The Gyrus fee raised suspicions of wrongdoing because it represented around 35% of the entire value of the $2 billion Gyrus takeover.

Separately, Olympus was later found to have used a complex web of financial transactions to help cover

up, in its accounts, huge investment losses dating back to the 1990s.

The alleged accounting offences relating to Gyrus are said to have taken place between April 2010 and March 2011.

The SFO has confirmed that the Gyrus Group faces four criminal charges and Olympus one charge.

The firms have been charged with offences of making a ‘misleading, false or deceptive’ statement to an auditor.

The SFO launched its investigation after Woodford, former Olympus president and CEO, submitted documents to its offices in London shortly after he was fired in October 2011.

Olympus said in a statement: ‘Having completed its investigation, the SFO has decided to bring a prosecution against the company and Gyrus Group Ltd (GGL), a UK subsidiary of the company, on charges of breaching Section 501 of the UK Companies Act of 2006.’

The firm admits that the ‘financial impact of this prosecution on Olympus Group’s business is unclear’, given that ‘it is difficult to predict the outcome of this matter or estimate the level of fines that may be imposed on the company and GGL’.

The statement, issued by Olympus’s Japanese headquarters in Tokyo, continues: ‘The charges against the company and GGL allege that certain representations made to the auditors of GGL in the documents related to GGL’s financial accounts for the fiscal years 2009 and 2010 were misleading, false or deceptive in a material particular, contrary to Section 501 of the UK Companies Act of 2006.’

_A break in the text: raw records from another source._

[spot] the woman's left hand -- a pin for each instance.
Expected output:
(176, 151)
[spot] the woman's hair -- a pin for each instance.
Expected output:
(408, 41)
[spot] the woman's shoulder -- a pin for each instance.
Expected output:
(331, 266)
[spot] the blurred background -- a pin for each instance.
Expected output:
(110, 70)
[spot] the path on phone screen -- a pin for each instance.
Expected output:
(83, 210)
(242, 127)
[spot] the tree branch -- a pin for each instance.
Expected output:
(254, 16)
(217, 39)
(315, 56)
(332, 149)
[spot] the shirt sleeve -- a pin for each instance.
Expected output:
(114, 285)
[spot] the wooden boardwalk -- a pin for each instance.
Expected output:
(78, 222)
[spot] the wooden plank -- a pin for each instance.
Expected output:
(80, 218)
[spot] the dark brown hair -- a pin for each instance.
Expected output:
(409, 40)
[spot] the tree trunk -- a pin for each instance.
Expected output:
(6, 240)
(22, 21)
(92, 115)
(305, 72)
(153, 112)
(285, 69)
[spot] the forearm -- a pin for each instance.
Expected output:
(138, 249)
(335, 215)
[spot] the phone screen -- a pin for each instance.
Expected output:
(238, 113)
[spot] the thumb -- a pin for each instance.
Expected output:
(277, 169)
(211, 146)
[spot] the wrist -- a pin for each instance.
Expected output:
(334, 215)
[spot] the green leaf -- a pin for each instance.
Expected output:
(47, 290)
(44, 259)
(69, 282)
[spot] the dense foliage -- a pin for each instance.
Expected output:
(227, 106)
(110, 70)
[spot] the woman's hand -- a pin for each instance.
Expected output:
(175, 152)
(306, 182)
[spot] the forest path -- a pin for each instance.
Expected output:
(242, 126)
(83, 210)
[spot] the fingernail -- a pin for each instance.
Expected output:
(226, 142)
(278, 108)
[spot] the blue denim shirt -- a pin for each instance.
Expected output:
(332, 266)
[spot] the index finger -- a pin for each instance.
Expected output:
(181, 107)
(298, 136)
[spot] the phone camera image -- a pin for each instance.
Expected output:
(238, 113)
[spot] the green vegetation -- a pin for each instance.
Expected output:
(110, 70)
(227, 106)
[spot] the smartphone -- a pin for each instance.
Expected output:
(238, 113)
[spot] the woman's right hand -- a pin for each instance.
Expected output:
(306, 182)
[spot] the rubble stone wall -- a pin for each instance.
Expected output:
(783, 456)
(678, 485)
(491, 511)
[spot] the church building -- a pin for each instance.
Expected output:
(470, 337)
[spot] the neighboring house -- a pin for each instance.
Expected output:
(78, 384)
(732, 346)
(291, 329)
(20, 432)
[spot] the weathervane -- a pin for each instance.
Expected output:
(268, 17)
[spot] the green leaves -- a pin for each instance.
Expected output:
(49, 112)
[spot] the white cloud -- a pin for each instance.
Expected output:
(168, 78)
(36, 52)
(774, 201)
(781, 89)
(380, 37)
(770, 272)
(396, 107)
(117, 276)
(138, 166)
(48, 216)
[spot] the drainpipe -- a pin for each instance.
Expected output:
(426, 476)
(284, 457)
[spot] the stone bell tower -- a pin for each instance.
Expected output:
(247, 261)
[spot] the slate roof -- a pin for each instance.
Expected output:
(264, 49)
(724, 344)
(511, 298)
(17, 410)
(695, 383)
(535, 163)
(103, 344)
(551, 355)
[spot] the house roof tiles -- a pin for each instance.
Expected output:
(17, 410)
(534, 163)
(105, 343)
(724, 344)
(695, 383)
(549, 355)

Last year, former Olympus president Tsuyoshi Kikukawa pleaded guilty in connection with the accounting scandal, along with former executive vice-president Hisashi Mori and Hideo Yamada, a former Olympus auditor.

The SFO says the first hearing is due to take place at Westminster Magistrates’ Court in London on 10 September.

The SFO launched its investigation on 9 November 2011.

The Olympus scandal was one of the largest in Japanese corporate history and there are plans to make a film about it.